After her return to Rome after the war, Bianchini was attracted to the world of communication and collaborated not only with such prestigious periodicals as Il Mondo of Mario Pannunzio, but also with RAI (the Italian Broadcasting Corporation). For RAI she wrote several cultural broadcasts, radio plays and original radio and T.V. programs.

She had many literary studies to her credit. She was one of the first literary critics to study serial novels in La luce a gas e il feuilleton: due invenzioni dell'Ottocento
(Liguori, 1969, reprinted in 1989). She translated Medieval French Novels (Romanzi medievali d'amore e d'avventura, Grandi Libri Garzanti, now reprinted and in CD-ROM), and edited a Renaissance correspondence (Lettere della fiorentina Alessandra Macinghi Strozzi, Garzanti, 1989). In her book Voce donna (Frassinelli, 1979, reprinted in 1996) she combined a study of feminism with her interests in biography and in narrative technique. For the last thirty years of her life she contributed to La Stampa (Turin) and to its book-review section Tuttolibri, especially on Spanish themes.
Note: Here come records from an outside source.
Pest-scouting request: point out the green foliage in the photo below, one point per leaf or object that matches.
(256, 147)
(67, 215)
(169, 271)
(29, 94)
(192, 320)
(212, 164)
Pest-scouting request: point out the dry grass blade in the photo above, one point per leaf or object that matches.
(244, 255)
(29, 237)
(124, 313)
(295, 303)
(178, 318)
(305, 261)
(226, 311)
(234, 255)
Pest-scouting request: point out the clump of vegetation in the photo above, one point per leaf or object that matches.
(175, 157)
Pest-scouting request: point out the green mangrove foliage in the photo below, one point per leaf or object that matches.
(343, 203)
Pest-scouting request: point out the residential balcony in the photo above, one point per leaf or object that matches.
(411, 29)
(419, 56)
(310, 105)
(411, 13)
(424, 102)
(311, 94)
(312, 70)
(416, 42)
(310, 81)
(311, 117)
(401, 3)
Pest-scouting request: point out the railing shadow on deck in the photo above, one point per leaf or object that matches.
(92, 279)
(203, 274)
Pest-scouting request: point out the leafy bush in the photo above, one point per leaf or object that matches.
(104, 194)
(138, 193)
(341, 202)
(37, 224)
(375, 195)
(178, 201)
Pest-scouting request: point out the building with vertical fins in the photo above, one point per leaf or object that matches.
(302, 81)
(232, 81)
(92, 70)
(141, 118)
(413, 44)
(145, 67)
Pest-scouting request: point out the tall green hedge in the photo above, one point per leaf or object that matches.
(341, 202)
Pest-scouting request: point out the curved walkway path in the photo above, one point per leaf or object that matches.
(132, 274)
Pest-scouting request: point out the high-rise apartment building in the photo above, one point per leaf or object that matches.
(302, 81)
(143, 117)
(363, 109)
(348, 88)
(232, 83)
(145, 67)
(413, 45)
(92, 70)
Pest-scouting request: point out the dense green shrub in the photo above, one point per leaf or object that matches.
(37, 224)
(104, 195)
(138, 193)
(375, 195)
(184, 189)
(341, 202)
Bianchini died of natural causes in Rome on 27 October 2018 at the age of 97.

==Works==
Bianchini began her career in fiction with the short stories of Lungo equinozio (Lerici Ed., 1962; Senator Borletti Prize for a First Work, 1962), which deal with the lives of women who live in Italy and in America. Here for the first time she explored her recurring theme of departures and arrivals. Giorgio Caproni, in a book review, commented enthusiastically on Bianchini's technique and on the texture of her stories, composed of everyday sentences and of scattered events against which stand out significant figures and particular historical moments. Carlo Bo, meanwhile, praised Bianchini's knowledge of the human heart and her sincerity and literary authenticity. Bianchini contributed the short story "Alta estate notturna" to the anthology of women writers Il pozzo segreto (ed. M. R. Cutrufelli, R. Guacci, M. Rusconi, Giunti, 1993) and the short story "Anni dopo" ("Years Later") to the anthology Nella città proibita (ed. M. R. Cutrufelli, Tropea, 1997. In the Forbidden City University of Chicago Press, 2000).

==Novels==
Bianchini also penned several novels.
- Le Nostre Distanze (Mondadori 1965. Reprinted by Einaudi in 2001)
- La Ragazza in Nero (Camunia 1990, Frassinelli 2004, Rapallo Prize 1990, translated as The Girl in Black by G. Sanguinetti Katz and A. Urbancic, Canadian Society for Italian Studies 2002)
- Capo d'Europa, (Camunia 1990, reprinted by Frassinelli Tascabile 1998, finalist for the Strega Prize 1991, Donna-Città di Roma Prize 1992, translated as The Edge of Europe by A. M. Jeannet and D. Castronuovo, University of Nebraska Press 2000)
- Le Labbra tue Sincere (Frassinelli 1995)
- Un amore sconveniente (Frassinelli 1999, Castiglioncello Costa degli Etruschi Prize 2000, finalist for the Rapallo Prize 2000 )
- Nevada (Frassinelli 2002)
- Alessandra e Lucrezia. Destini femminili nella Firenze del Quattrocento (Mondadori, 2005)

==Bibliography==
- Jeannet, Angela M. "Afterword:Exiles and Returns in Angela Bianchini's Fiction" in Angela Bianchini. The Edge of Europe. Trans. A.M. Jeannet and D. Castronuovo. Lincoln and London: University of Nebraska Press, 2000, pp. 105–137.
- Barberi Squarotti, Giorgio. "Bianchini: fine di una solitudine." La Stampa, 3 March 1990.
- Cutrufelli, Maria Rosa. "Quel sottile bisogno di vita quotidiana" L'Unita, 1 April 1990.